北の被災地、作業員が強盗に豹変 (2/2ページ)

洪水の後が残るアパートの前で復旧作業が行われている。(画像:デイリーNK)
資材不足で工事が進まず
脱北者の証言によると、北朝鮮では家を建てる際に、レンガを縦に12個積み上げるのが一般的だが、写真では2〜3個程度しか見えない。
資材も機材もないため「工事を進められない」と現地情報筋が語る。
「資材は、金日成氏、金正日氏の銅像、革命史跡地に最優先で投入され、次いで鉄道、橋などのインフラに投入されている。住宅建設にも資材はある程度回されるが、絶対的に不足している」
情報筋によると、地面を掘って土を積み上げるところまではできたが、基礎工事をしようにもセメントもブロックもない状況だという。このため工事の進捗は非常に遅い。

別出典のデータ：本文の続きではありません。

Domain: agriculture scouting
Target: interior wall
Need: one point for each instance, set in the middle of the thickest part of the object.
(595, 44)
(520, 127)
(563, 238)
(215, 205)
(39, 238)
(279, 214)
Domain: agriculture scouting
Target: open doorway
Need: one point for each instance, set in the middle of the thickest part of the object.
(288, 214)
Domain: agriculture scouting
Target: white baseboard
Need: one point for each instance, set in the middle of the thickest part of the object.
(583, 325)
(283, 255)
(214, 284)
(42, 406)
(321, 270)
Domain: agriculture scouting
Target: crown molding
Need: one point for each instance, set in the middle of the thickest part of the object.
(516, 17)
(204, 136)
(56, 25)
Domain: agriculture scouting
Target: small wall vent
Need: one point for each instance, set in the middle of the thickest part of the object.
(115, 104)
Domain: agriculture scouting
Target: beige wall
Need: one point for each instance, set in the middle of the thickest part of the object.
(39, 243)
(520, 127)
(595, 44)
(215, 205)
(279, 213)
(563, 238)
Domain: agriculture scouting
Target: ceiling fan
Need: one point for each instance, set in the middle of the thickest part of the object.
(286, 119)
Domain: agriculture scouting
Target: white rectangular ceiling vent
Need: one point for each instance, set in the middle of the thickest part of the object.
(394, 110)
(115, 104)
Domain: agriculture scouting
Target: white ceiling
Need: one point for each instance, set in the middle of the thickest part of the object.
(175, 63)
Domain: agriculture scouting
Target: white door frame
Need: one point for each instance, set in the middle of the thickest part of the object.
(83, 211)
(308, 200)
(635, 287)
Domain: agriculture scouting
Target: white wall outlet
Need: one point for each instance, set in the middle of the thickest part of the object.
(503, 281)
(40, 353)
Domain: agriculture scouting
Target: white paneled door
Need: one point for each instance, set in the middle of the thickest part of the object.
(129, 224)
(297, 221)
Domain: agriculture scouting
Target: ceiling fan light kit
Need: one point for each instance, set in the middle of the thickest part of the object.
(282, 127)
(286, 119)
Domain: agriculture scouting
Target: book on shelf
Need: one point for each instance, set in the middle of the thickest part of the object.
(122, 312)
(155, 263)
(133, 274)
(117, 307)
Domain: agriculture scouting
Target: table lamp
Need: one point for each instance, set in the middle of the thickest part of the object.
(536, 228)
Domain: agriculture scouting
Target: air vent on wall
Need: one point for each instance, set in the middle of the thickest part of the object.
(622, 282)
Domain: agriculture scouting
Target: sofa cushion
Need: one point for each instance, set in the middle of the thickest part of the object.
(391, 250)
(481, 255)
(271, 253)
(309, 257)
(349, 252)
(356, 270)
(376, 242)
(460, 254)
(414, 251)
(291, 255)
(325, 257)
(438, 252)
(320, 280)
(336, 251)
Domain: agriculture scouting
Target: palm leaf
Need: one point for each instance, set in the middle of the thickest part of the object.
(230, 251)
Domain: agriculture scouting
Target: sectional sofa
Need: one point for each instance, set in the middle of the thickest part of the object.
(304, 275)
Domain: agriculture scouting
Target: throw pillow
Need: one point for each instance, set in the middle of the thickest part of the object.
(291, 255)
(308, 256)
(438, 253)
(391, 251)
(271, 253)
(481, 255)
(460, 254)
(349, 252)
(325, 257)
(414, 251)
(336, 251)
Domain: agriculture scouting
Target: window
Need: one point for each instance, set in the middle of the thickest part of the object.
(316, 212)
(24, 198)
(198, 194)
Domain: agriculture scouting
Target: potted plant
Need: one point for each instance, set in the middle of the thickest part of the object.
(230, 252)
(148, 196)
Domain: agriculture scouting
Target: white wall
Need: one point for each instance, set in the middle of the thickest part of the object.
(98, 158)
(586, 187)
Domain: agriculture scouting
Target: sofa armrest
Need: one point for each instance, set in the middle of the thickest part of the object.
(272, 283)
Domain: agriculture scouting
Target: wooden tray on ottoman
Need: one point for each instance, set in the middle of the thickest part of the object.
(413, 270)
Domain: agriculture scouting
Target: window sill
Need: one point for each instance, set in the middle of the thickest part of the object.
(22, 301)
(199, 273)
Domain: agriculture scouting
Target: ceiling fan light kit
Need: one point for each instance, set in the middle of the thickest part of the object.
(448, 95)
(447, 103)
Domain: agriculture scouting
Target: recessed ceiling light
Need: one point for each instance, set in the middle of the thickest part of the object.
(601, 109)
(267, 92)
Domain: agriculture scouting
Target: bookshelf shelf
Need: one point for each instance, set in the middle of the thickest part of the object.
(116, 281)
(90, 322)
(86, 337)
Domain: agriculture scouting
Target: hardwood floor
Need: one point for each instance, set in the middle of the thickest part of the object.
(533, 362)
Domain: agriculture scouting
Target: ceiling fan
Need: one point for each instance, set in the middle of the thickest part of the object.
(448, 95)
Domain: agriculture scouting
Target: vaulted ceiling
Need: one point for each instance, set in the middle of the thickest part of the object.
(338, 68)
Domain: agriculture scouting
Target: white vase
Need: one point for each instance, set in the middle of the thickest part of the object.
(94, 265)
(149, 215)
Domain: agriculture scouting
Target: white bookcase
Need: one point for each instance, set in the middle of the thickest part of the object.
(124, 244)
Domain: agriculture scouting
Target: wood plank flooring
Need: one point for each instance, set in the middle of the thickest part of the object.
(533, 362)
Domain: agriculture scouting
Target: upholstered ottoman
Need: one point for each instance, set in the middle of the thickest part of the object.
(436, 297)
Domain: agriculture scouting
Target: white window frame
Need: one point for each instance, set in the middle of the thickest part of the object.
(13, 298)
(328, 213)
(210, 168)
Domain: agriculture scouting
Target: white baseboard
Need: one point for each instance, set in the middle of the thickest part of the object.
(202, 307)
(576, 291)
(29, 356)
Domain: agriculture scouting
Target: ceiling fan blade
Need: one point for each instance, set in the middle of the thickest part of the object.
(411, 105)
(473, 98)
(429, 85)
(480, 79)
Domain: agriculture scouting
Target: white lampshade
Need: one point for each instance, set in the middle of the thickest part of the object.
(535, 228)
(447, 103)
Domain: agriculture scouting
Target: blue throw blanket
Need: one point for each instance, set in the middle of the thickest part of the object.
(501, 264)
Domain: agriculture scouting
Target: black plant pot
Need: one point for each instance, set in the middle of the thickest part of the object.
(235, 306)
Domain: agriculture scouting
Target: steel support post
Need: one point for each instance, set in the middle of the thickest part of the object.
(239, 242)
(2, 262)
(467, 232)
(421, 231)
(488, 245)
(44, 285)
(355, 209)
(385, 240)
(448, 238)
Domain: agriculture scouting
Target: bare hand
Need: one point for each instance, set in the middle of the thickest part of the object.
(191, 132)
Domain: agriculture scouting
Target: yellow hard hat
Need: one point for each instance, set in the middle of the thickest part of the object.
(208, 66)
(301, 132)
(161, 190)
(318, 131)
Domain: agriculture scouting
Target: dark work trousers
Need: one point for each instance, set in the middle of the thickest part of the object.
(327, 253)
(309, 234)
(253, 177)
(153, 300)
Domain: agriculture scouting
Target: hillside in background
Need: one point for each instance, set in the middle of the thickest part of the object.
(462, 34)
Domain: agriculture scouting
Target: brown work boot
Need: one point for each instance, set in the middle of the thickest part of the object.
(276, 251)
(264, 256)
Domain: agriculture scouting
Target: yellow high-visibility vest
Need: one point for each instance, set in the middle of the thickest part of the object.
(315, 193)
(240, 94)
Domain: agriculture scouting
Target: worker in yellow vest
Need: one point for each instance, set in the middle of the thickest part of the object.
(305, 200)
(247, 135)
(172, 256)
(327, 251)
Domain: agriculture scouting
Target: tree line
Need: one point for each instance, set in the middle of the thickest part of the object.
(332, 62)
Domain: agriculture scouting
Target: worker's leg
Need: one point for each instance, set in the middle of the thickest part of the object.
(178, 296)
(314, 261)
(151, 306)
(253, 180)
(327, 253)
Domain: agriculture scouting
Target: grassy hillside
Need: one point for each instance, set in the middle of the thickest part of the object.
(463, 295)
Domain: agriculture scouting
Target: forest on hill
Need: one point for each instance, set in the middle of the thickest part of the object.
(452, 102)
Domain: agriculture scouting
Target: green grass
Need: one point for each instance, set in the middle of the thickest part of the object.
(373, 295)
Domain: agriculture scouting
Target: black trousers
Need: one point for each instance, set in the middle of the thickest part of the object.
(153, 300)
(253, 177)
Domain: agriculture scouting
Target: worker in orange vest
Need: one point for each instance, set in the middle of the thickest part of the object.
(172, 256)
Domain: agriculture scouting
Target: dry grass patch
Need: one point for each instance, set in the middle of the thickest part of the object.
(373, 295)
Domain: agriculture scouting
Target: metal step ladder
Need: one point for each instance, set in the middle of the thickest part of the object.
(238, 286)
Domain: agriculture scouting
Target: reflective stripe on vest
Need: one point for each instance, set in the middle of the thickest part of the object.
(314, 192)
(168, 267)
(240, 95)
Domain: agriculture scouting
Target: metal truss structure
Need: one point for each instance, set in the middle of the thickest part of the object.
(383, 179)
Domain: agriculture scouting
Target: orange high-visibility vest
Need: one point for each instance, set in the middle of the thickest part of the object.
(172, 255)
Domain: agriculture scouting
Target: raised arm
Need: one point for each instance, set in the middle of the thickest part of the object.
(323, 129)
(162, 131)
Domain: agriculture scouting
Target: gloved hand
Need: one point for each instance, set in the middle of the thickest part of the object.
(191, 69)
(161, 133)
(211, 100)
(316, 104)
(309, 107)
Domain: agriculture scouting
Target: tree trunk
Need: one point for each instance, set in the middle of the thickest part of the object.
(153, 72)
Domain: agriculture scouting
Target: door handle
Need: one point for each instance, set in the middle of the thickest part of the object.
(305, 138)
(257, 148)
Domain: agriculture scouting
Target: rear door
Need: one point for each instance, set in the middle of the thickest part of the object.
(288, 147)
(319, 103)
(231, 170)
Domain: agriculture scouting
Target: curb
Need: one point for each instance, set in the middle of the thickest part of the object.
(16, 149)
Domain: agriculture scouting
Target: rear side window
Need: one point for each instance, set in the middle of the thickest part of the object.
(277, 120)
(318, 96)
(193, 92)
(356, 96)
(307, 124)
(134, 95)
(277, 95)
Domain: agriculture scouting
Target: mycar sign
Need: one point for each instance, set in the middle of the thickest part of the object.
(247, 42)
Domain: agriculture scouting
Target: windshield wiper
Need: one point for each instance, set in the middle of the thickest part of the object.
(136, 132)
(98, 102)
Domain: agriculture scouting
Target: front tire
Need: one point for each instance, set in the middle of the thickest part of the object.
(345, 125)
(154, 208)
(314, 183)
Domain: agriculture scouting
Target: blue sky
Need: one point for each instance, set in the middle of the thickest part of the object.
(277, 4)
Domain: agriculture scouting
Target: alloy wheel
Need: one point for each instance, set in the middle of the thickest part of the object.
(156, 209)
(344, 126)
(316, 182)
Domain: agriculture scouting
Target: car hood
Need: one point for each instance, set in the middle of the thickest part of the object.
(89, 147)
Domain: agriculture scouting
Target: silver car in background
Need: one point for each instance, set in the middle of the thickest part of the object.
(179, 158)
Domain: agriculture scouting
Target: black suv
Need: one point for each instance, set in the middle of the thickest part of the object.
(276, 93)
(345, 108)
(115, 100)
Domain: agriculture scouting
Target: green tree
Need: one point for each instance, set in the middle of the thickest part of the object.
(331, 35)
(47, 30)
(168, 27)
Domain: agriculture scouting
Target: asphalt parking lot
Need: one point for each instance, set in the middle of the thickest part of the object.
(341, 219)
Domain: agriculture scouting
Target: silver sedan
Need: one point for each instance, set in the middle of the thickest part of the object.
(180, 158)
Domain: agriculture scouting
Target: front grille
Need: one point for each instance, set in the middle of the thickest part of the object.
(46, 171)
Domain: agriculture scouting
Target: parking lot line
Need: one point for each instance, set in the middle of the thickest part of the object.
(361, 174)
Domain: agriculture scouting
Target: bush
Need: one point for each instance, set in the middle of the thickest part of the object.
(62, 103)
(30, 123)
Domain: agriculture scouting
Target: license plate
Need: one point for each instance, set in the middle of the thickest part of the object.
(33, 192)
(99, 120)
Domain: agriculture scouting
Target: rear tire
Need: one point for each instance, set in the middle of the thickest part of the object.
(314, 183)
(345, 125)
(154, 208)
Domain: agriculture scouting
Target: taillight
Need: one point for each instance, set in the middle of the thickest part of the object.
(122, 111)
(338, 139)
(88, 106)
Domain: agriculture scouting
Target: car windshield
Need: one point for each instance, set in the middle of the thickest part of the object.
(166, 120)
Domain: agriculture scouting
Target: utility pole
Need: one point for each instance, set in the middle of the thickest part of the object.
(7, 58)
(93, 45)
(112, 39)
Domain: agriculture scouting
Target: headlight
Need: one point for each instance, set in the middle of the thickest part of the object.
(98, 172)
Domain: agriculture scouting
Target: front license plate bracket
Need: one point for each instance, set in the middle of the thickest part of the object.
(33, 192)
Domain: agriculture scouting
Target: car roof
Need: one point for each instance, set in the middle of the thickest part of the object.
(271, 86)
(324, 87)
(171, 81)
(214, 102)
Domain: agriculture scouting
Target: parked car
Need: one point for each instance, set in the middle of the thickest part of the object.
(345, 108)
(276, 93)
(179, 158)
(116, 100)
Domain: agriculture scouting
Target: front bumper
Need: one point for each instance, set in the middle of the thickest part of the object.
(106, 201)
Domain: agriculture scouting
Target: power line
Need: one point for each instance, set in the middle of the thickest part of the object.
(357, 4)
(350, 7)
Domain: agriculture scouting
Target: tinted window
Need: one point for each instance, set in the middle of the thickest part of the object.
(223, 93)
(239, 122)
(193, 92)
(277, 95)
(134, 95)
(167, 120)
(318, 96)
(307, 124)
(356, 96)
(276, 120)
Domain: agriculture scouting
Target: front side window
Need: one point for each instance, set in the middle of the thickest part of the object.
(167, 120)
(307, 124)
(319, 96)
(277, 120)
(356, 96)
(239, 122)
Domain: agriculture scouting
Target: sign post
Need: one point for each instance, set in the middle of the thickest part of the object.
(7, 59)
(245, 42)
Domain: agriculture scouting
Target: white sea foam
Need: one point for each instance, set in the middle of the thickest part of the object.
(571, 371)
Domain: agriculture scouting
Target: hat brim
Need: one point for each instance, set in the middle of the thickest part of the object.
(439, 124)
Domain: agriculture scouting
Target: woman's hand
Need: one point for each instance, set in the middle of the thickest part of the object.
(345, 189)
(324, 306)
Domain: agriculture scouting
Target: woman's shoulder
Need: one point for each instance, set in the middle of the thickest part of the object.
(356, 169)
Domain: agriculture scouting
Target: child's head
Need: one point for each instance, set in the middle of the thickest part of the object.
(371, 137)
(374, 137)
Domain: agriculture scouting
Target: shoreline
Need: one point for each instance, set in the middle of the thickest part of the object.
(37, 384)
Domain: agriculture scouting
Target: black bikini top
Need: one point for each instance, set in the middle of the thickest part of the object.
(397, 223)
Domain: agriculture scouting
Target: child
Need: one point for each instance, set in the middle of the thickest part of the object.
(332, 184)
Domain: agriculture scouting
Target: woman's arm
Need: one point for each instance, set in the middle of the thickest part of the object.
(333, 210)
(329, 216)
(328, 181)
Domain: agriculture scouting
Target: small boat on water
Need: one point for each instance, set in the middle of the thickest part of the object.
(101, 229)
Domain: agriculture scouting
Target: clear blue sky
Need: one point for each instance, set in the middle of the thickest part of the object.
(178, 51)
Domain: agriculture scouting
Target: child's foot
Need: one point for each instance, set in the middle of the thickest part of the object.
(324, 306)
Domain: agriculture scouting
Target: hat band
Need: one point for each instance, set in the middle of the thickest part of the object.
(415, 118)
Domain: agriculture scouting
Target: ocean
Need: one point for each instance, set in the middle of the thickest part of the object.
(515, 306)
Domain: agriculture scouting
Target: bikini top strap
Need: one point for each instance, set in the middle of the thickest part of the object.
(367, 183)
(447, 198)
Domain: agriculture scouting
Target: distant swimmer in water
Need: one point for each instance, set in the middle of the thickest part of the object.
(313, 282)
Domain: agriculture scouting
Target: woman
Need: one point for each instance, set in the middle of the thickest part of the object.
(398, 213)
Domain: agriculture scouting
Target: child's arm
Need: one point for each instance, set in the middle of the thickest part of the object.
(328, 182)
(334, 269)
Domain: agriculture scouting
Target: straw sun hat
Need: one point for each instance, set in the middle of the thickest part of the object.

北朝鮮当局は、金氏一家の「聖地」や、プロパガンダに関連する地域に資材を優先的に供給するが、その他の地域には人員を投入するだけで、何もできていないようだ。
当然のことながら、作業員に配給する食料も必要になるが、当局からの配給はないため、地元民が調達せざるを得ない。それができなければ、腹をすかせた作業員たちは、突如として強盗に豹変し、村を襲う。
こうしたなか、労働新聞は「奇跡を産む母は大衆の精神力であり、強盛国家の建設において新たな全盛期を切り開くための基本的な鍵は、大衆の心に火をつけること」だとして、精神論を煽るばかりだ。
「当局は10月までに住宅を完成させ、住民に提供すると宣伝しているが、それを信じる人は皆無だ」(情報筋)
中国の中央気象台によると、この地域の朝の気温はすでに0度近くまで下がっており、今月10日は氷点下になると予報されている。被災者にも作業員にも寒く辛い冬になりそうだ。